Generally you want to use the short-circuit version of the conditional operators to avoid unneccesary operations. If the value of the first operand is enough to determine the result, the second operand needn't be evaluated.
When a condition relies on the previos condition being true, only the short-circuit operators work, for example doing a null check and property comparison:
if (myObj != null && myObj.State == "active")
Using the & operator in that case would not keep the second operand from being evaluated, and it would cause a null reference exception.
The non-shortcircuit operators are useful when you want both operands to always be evaluated, for example when they have a side effect:
if (DoSomeWork() & DoOtherWork())
Using the && operator would prevent the second method to be called if the first returned false.
The & and | are also binary operators, but as the || and && operators aren't, there is no ambiguity when you use them as binary operators.
Very general question and I'm assuming you're talking in Java, C#, or another similar syntax. In VB it's the equivalent of + on strings, but that's another story I assume.

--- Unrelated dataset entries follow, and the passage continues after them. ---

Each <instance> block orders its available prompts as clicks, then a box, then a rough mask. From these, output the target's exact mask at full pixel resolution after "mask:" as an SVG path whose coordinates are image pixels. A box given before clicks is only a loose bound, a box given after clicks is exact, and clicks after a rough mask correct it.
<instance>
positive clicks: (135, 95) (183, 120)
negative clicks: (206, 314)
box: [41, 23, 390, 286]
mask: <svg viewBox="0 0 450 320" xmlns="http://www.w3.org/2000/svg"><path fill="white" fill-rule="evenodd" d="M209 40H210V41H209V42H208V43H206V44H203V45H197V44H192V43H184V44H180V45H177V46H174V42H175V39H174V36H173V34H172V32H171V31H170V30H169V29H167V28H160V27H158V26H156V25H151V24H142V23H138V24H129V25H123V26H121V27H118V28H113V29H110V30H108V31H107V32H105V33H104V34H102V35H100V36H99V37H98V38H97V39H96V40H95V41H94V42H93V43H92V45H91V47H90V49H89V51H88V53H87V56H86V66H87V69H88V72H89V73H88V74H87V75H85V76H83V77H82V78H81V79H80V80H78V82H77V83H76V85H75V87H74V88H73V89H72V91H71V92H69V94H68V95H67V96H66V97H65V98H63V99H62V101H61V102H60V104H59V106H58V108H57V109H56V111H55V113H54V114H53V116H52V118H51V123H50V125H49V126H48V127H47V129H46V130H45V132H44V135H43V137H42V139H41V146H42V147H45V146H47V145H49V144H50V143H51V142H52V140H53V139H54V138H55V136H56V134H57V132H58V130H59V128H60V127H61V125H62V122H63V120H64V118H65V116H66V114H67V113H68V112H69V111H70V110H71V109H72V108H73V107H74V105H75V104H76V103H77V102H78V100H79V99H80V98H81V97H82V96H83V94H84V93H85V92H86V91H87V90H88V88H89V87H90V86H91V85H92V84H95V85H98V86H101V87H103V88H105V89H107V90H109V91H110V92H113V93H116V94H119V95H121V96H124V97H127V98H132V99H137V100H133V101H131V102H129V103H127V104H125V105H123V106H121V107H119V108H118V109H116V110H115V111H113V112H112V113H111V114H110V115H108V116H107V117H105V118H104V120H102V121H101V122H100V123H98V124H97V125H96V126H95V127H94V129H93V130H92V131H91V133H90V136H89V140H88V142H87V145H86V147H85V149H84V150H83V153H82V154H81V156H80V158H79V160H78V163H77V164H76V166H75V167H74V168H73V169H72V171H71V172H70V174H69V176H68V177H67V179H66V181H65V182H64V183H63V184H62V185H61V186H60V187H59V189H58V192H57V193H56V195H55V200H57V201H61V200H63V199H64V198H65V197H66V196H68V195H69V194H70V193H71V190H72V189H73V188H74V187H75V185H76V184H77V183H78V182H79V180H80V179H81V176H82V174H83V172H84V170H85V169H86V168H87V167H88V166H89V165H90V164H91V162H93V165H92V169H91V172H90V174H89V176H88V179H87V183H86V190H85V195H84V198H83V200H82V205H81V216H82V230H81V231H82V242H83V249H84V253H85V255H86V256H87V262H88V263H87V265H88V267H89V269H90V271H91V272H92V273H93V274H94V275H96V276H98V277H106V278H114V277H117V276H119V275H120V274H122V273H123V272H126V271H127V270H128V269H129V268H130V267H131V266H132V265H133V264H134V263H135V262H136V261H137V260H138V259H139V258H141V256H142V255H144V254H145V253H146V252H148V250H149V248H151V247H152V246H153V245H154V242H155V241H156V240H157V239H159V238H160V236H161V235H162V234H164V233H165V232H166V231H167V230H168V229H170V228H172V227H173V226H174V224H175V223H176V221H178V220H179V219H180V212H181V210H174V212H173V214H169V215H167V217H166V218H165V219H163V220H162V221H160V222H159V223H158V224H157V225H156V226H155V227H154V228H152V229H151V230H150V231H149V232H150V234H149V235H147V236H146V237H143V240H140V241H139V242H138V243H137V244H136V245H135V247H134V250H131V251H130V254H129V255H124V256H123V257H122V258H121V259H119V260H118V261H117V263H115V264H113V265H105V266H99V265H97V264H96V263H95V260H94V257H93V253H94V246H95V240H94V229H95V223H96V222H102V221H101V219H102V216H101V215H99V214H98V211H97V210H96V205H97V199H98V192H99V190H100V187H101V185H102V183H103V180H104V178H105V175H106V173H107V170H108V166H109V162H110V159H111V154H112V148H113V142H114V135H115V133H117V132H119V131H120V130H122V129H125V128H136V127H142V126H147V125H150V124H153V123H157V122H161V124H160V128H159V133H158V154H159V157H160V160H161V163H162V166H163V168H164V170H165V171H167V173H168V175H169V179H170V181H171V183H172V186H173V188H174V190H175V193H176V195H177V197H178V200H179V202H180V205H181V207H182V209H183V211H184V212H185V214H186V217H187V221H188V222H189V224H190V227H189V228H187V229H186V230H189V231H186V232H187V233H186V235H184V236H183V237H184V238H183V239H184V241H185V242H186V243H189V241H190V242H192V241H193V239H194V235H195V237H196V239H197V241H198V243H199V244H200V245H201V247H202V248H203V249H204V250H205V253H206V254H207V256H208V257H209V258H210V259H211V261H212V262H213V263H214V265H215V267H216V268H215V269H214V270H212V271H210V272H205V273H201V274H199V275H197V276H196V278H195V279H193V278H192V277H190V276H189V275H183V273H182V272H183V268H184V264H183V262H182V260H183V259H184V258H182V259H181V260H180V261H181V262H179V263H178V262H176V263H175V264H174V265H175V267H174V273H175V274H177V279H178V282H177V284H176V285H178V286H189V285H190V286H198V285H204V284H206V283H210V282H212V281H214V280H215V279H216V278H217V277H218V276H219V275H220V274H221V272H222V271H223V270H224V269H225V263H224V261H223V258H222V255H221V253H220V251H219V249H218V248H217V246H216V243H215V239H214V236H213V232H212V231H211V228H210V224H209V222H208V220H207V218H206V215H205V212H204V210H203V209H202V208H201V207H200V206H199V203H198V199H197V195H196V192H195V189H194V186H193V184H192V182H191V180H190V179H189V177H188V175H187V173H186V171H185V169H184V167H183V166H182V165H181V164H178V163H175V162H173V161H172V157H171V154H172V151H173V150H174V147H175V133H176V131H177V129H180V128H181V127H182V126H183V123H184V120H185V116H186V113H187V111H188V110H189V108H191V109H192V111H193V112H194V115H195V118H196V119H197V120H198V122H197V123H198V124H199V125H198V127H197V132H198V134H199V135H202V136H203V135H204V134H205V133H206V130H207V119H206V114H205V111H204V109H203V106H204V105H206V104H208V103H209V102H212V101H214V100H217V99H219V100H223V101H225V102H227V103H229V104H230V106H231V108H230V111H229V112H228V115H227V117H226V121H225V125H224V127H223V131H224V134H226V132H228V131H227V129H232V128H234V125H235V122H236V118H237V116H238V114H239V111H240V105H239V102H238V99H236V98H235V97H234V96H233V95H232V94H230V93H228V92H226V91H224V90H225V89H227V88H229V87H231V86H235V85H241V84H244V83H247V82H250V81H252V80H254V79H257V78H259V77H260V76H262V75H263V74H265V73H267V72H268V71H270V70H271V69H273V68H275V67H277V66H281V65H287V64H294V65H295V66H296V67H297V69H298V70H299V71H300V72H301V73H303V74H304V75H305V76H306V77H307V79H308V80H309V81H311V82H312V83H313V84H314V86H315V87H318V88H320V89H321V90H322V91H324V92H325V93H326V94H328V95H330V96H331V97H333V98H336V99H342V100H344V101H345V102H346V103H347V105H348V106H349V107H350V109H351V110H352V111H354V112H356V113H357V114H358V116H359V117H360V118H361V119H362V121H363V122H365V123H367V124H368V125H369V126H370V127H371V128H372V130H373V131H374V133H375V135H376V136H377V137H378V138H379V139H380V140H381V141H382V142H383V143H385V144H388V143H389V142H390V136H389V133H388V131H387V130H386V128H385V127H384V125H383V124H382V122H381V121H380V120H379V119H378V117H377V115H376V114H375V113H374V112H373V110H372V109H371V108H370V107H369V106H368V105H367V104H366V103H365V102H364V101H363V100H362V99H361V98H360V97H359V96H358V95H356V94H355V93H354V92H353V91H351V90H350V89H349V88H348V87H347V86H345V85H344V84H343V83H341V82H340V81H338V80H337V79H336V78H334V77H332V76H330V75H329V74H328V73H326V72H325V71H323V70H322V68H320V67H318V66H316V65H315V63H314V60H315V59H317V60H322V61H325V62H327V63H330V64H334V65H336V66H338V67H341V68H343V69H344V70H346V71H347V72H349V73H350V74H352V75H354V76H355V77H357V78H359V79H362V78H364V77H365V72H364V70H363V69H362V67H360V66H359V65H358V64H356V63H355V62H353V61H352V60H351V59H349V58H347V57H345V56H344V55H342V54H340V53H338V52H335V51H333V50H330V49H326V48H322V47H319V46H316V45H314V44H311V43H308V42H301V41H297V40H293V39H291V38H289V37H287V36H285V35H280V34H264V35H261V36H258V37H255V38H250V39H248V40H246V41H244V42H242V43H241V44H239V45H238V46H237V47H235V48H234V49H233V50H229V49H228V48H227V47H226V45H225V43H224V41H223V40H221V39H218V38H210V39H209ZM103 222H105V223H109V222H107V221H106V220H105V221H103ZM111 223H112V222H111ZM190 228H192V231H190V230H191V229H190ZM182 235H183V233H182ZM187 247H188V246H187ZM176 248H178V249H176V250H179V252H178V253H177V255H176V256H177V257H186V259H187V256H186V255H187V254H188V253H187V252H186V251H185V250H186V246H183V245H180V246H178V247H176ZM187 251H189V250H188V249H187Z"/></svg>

As far as I know, your statement is correct if you're talking in terms of C#.
If it's Javascript then please look at this answer: Using &&'s short-circuiting as an if statement?
There is a short discussion on C# uses there too.
Java has a few more operators, such as |= : What does "|=" mean in Java?
C uses & as a unary operator on any data types to get the address of the data
for example:
int i = 5;
cout<<&i;//print the address of i
Some languages allow you to override such operators to make them do anything you want!